Termino com uma nota breve, mas extremamente preocupante. A Holanda
e a Bélgica têm sido pioneiras em matéria de suicídio assistido e de eutanásia.
O balanço não é propriamente recomendável. Na Holanda, propõe-se agora que, ao
atingir 70 anos de idade, cada cidadão receba uma “pílula sem dia seguinte”,
que originará a sua morte assim que se decida a ingeri-la. Nada disto está
agora em causa em Portugal. Mas a simples ponderação deste passo, diz muito
sobre o que está em jogo e os riscos inerentes.
Que
o referendo se faça.
SIM Álvaro
Barreto. Um político e um patriota na melhor tradição dos servidores
públicos, que combinava a competência técnica com o sentido estratégico e o
rasgo cultural.
NÃO Procuradora-Geral
da República. Se a nova directiva sobre o modo e conteúdo do
exercício do poder hierárquico no Ministério Público não tem nada de novo, ela
serve afinal para quê?
COMENTÁRIO:
Maria Marques, 11.02.2020 : „A política foi primeiro a arte de impedir as pessoas
de se intrometerem naquilo que lhes diz respeito.
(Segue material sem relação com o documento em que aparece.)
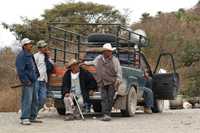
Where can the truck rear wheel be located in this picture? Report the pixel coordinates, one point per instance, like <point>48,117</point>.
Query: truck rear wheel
<point>131,103</point>
<point>96,106</point>
<point>61,111</point>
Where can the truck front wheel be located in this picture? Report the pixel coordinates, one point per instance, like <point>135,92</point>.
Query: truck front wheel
<point>158,106</point>
<point>61,111</point>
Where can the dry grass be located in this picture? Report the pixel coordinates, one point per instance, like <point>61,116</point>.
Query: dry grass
<point>10,99</point>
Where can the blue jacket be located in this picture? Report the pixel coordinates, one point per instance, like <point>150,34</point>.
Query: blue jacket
<point>26,68</point>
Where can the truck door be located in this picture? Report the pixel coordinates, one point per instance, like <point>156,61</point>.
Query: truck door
<point>165,85</point>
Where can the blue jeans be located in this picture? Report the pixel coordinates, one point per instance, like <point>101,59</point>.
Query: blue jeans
<point>29,104</point>
<point>148,97</point>
<point>41,93</point>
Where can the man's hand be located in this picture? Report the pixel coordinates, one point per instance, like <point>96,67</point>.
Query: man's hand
<point>67,94</point>
<point>91,92</point>
<point>117,83</point>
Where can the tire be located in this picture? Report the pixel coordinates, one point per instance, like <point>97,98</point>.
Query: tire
<point>61,111</point>
<point>158,106</point>
<point>131,103</point>
<point>96,106</point>
<point>100,37</point>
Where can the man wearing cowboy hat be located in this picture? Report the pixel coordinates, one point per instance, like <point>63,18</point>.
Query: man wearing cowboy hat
<point>28,74</point>
<point>42,60</point>
<point>78,82</point>
<point>108,76</point>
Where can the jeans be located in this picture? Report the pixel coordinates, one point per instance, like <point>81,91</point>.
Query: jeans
<point>148,97</point>
<point>29,103</point>
<point>107,94</point>
<point>41,93</point>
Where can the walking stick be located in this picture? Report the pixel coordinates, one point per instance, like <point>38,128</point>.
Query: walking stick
<point>79,109</point>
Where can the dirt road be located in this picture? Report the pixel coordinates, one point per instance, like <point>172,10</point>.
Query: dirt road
<point>171,121</point>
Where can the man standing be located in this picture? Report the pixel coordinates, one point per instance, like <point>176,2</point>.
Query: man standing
<point>40,59</point>
<point>108,75</point>
<point>28,74</point>
<point>76,83</point>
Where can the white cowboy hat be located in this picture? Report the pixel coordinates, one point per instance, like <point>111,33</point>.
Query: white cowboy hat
<point>41,44</point>
<point>72,62</point>
<point>108,46</point>
<point>25,41</point>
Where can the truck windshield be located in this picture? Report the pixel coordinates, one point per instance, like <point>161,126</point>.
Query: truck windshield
<point>125,58</point>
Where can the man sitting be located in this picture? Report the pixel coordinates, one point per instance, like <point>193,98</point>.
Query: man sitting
<point>76,82</point>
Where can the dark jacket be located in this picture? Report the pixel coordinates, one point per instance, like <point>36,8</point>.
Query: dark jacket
<point>26,67</point>
<point>87,83</point>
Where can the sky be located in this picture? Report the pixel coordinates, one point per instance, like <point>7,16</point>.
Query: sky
<point>11,11</point>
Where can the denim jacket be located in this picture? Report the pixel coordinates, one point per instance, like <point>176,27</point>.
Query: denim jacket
<point>26,67</point>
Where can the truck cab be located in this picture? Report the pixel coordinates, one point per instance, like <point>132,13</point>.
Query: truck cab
<point>129,44</point>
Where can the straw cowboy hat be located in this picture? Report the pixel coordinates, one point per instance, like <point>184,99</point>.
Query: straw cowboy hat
<point>108,46</point>
<point>25,41</point>
<point>72,62</point>
<point>41,44</point>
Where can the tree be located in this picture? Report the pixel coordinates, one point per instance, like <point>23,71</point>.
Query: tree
<point>67,12</point>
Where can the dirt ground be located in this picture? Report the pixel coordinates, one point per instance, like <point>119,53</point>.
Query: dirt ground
<point>170,121</point>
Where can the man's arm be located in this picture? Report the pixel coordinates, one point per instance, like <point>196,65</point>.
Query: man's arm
<point>20,66</point>
<point>118,69</point>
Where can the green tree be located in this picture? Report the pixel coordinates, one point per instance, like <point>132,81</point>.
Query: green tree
<point>67,12</point>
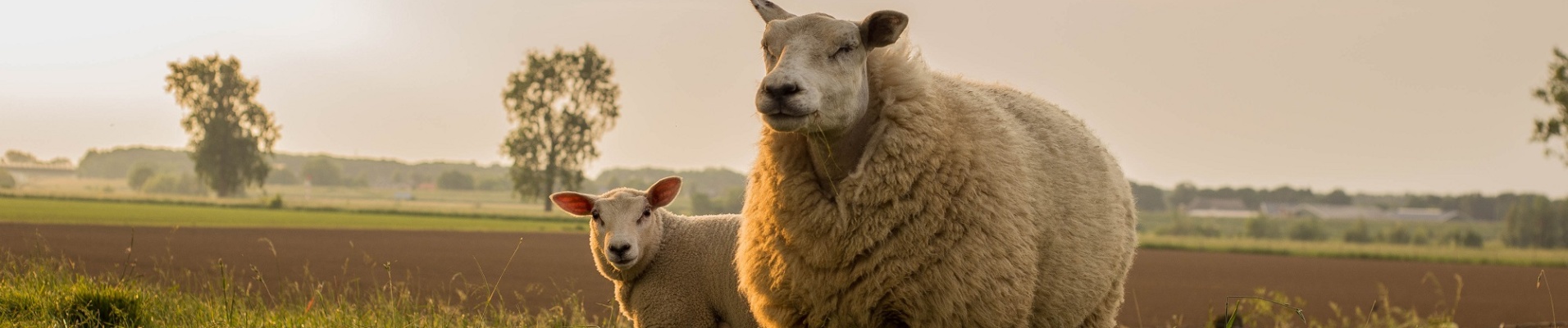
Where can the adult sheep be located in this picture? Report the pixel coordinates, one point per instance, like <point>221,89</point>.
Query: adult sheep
<point>668,271</point>
<point>890,195</point>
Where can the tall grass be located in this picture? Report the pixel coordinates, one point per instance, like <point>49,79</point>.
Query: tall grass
<point>44,291</point>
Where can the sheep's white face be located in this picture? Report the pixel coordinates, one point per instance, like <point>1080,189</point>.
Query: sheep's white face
<point>626,223</point>
<point>623,228</point>
<point>816,68</point>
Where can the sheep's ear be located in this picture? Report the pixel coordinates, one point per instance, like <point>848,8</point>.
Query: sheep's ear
<point>770,11</point>
<point>663,192</point>
<point>574,203</point>
<point>883,27</point>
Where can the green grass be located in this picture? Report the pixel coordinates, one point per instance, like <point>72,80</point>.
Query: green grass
<point>38,291</point>
<point>1492,255</point>
<point>135,214</point>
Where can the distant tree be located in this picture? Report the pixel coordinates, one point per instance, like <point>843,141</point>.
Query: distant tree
<point>231,134</point>
<point>1556,94</point>
<point>5,180</point>
<point>1308,230</point>
<point>1399,235</point>
<point>455,181</point>
<point>1148,197</point>
<point>1263,228</point>
<point>1183,194</point>
<point>140,175</point>
<point>562,104</point>
<point>19,157</point>
<point>1338,198</point>
<point>1535,221</point>
<point>321,171</point>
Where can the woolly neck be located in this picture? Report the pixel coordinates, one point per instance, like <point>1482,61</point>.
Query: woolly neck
<point>835,220</point>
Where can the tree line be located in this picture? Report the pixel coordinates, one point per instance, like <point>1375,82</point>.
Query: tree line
<point>1470,206</point>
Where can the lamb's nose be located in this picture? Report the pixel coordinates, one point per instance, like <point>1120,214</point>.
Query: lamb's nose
<point>783,90</point>
<point>620,250</point>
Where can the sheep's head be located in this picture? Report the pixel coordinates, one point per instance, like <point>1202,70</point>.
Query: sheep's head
<point>626,223</point>
<point>816,68</point>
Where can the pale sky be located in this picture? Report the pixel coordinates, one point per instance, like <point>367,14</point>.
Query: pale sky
<point>1370,96</point>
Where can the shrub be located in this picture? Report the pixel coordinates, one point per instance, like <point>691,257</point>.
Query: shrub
<point>5,180</point>
<point>1360,233</point>
<point>140,176</point>
<point>1399,235</point>
<point>1473,239</point>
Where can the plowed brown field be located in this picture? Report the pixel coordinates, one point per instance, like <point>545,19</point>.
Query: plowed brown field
<point>1162,283</point>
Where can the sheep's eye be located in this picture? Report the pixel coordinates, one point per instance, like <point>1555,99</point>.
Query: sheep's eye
<point>844,49</point>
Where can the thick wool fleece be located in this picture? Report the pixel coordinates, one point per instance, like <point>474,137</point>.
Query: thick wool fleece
<point>973,206</point>
<point>691,278</point>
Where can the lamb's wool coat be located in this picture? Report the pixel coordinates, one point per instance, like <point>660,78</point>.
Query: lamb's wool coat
<point>971,206</point>
<point>689,276</point>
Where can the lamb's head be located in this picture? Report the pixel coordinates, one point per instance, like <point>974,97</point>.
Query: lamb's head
<point>816,68</point>
<point>627,223</point>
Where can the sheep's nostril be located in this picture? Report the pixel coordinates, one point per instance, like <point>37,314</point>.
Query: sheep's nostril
<point>620,250</point>
<point>784,90</point>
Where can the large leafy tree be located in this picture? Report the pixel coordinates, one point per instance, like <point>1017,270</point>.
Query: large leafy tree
<point>1554,93</point>
<point>560,102</point>
<point>231,132</point>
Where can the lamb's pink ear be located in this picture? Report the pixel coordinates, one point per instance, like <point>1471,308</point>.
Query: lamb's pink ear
<point>883,27</point>
<point>574,203</point>
<point>770,11</point>
<point>663,192</point>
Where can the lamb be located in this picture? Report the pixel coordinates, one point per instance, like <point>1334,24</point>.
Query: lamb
<point>890,195</point>
<point>668,271</point>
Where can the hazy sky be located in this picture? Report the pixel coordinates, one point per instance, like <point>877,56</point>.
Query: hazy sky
<point>1371,96</point>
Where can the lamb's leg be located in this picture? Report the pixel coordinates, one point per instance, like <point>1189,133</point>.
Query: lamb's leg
<point>1105,314</point>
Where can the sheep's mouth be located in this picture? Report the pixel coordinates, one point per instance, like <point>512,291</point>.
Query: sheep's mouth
<point>623,262</point>
<point>784,112</point>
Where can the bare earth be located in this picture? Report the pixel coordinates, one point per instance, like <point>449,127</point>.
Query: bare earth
<point>1164,283</point>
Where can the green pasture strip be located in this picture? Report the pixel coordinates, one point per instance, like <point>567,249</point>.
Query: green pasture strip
<point>53,292</point>
<point>1492,255</point>
<point>140,214</point>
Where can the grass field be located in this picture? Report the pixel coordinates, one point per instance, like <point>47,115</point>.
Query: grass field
<point>134,214</point>
<point>51,292</point>
<point>1492,255</point>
Em época posterior,
acrescentaram-lhe a arte de forçar as pessoas a decidir sobre o que não
entendem.“ Paul Valéry
Em 2016 o Canadá legalizou a eutanásia e
o suicídio medicamente assistido; foi calculado que esta medida iria reduzir os
gastos do Estado com a assistência médica entre $34.7 milhões de dólares a
$138.8 milhões".Slavoj Žižek explica muito bem como os avanços
tecnológicos são apresentados às pessoas como benéficos mas que ocultam
implicações e consequenciais nefastas. A ideologia reforça a liberdade
individual mas oculto está o capitalismo de mercado. Exemplo - está a suceder -
você tem uma doença cujo tratamento é muito oneroso e sua Cª de Seguro não tem
a garantia que resulte a 100%, portanto pagam-lhe apenas a eutanásia. Não
duvido que o articulista não saiba que a eutanásia (é uma medida de capitalismo
de mercado) vai resolver a miragem que são os cuidados e paliativos no País.